The vast majority of the countries of the western hemisphere continue to face significant challenges to maintain and further their economic development, particularly in the context of the still lingering fallout from the global crisis of 2008. In order to succeed in their quest for socio-economic development, it is necessary to have a climate of stability, peace and security in the hemisphere.

This fact was recognized by the last Summit of the Americas, held in Panama in April of this year where member states unanimously agreed that the region should be a zone of peace. All hemispheric states were present and subscribed to this principle.{{more}}

It is therefore worrying that little over one month after the conclusion of the Summit, there should be a revival of the territorial dispute between two member states, the Republics of Guyana and Venezuela, which share common borders.
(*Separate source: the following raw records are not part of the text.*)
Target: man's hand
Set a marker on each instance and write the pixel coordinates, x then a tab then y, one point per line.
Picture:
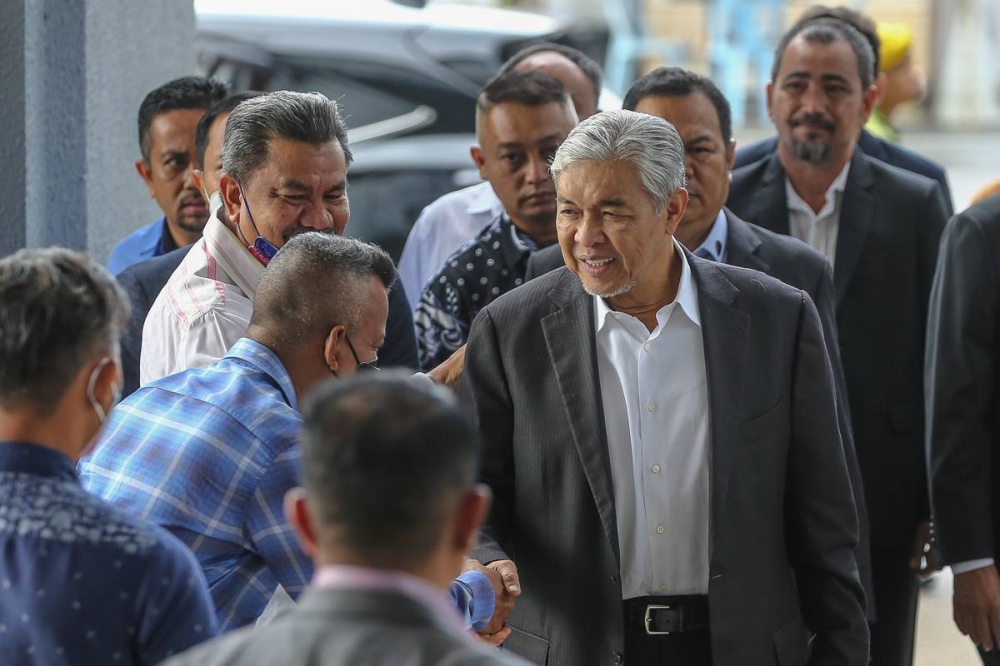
449	373
977	605
926	559
506	587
This dispute is well over a century old and grounded in the actions of the former colonial power which had controlled Guyana.

A settlement was arrived at in 1899 which awarded the disputed area of the Essequibo in Guyana to that country and settled the current boundaries as they are today. However this has not been accepted in some quarters in Venezuela, and from time to time various Venezuelan regimes have challenged that ruling, even to the extent of what is termed “sabre-rattling”.

In recent years however the matter seemed to have been put to rest, particularly under the late President Hugo Chavez of Venezuela. This resulted in an improvement in relations between the neighbours to the extent that Guyana became part of the generous Petrocaribe arrangement, joining most of its Caricom neighbours in this engagement with Venezuela.

But unfortunately, President Chavez passed away and his successor, President Nicolas Maduro, has come under heavy pressure from opposition forces. Not only have these been attacking the Petrocaribe Agreement, but they have also raised a narrow nationalist argument, accusing President Maduro of “giving away” the country to Guyana. Recently, following the holding of general elections in Guyana, there has been a change in government there as well.

Additionally, a new factor has emerged. The giant US oil giant, Exxon Mobile, has been granted permission by Guyana to explore for oil off the coast of Essequibo and has announced finding substantial deposits in that area. But Exxon Mobile and the government of Venezuela are locked in a bitter dispute following the nationalisation of that company’s operations in Venezuela.

All of this seems to have stirred the pot of the territorial dispute and on May 27, President Maduro issued a decree establishing Venezuelan sovereignty over what is termed “the Atlantic coast of Venezuela.” This includes Guyana’s territorial waters in the Atlantic off Essequibo, effectively blocking Guyanese right of access to the Atlantic.

This has been rejected outright by Guyana. It has led to strong language on both sides which can only further stoke the fire. It has also raised alarm and concern particularly in Caricom and calls for recourse to international dispute mechanisms in order to arrive at a peaceful settlement.

It is unfortunate that such territorial disputes have been revived and we believe that the governments of Caricom in the first instance, and those of the Commonwealth, Organisation of American States and the United Nations intervene early to stave off a ratcheting up of the dispute and prevent any recourse to armed conflict.

There is too much at stake to allow a deterioration of the conflict. Peace, respect for territorial integrity and stability are essential prerequisites for ensuring economic and social development.